ONS figures show public-sector staff paid less than private ones

THE government can no longer claim that public-sector workers are “overpaid” to justify its crippling 1 per cent pay cap after its own statistics revealed that they earn less than their private-sector counterparts, union GMB charged yesterday.

Treasury figures obtained by GMB at the weekend show that public-sector workers are paid on average 0.6 per cent less than private-sector workers in similar positions.

The body had initially rejected a freedom of information request and only released the figures after GMB threatened to report it to the Information Commissioners’ Office watchdog, the union claims.

The figures have been reinforced by the government’s Office for National Statistics (ONS), which says public-sector pay is 5.5 per cent lower on average than jobs in similarly sized private firms.

GMB national secretary for public services Rehana Azam hit back at the government’s previous claims that public-sector workers are “overpaid” in light of the shocking figures.

“This is nothing short of an attempted cover-up,” she said. “But it’s no wonder that ministers fought tooth and nail to cover up these damning figures.

“The Tories can never again claim that public-sector workers are ‘overpaid’ when the Treasury’s own assessment proves otherwise.

“The average local government worker is paid about £20,000 while teaching assistants are paid just £12,000, and all public-sector workers have lost thousands due to a planned decade of real-terms pay cuts.”

In 2010, the Treasury claimed they were 5.8 per cent better-paid than those in similar roles in private companies.

Shadow chief secretary to the Treasury Peter Dowd said that the government must stop its “divide-and-rule tactics” and that Chancellor Philip Hammond must lift the 1 per cent public-sector pay cap completely.

Mr Hammond has announced a partial lifting of the pay cap but only for police and prison officers.

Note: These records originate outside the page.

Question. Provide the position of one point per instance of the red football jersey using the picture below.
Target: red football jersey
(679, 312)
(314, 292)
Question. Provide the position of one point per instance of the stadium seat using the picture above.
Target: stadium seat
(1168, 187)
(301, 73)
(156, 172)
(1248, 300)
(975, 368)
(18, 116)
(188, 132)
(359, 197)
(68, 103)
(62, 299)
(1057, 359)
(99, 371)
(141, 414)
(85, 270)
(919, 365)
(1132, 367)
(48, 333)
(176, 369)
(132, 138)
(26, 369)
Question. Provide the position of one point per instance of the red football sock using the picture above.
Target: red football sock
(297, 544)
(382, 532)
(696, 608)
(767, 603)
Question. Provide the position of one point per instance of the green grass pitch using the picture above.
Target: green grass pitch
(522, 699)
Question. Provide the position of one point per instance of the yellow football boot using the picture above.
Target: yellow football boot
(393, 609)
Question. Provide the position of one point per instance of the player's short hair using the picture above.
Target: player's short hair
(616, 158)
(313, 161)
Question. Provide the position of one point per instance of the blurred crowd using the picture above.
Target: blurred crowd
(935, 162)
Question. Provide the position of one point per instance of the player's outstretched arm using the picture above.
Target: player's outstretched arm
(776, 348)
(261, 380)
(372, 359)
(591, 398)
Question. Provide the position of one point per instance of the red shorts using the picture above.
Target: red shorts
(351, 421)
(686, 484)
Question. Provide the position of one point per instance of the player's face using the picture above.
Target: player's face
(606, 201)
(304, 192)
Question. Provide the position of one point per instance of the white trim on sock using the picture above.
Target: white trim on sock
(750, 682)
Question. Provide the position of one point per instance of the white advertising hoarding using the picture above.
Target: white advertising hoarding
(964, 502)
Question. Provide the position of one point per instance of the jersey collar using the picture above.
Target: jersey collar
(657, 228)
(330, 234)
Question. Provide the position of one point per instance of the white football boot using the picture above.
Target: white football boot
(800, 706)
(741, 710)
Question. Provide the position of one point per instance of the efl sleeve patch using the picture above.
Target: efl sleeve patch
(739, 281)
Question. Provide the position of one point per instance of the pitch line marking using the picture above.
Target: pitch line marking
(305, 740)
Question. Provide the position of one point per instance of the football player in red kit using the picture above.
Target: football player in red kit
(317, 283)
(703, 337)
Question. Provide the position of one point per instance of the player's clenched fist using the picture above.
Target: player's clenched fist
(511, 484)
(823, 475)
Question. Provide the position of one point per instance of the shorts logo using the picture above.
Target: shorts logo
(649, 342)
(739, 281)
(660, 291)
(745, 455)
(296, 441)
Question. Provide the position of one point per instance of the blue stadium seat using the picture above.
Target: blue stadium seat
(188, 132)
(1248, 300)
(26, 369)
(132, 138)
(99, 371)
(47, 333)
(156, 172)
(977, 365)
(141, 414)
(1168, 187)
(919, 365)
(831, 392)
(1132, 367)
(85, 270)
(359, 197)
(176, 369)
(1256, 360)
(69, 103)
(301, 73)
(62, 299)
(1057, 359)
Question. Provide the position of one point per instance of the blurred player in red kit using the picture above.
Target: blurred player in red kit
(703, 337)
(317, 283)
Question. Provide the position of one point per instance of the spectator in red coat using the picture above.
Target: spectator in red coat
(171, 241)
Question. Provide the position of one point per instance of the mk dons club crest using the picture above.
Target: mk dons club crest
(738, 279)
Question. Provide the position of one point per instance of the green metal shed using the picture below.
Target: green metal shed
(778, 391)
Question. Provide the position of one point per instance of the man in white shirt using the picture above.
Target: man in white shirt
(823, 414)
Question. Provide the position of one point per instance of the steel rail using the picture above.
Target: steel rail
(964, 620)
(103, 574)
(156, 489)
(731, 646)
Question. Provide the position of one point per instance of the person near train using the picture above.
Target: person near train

Mr Dowd said: “Philip Hammond has sought to pit private-sector workers against public-sector workers, to justify a pay cap which has seen real wages slashed in our public services.

“Hammond’s subterfuge on public-sector pay cannot be allowed to continue … Labour is committed to seeing Parliament and the hard-working public-sector workers receive the answers they deserve around this Tory stitch-up.”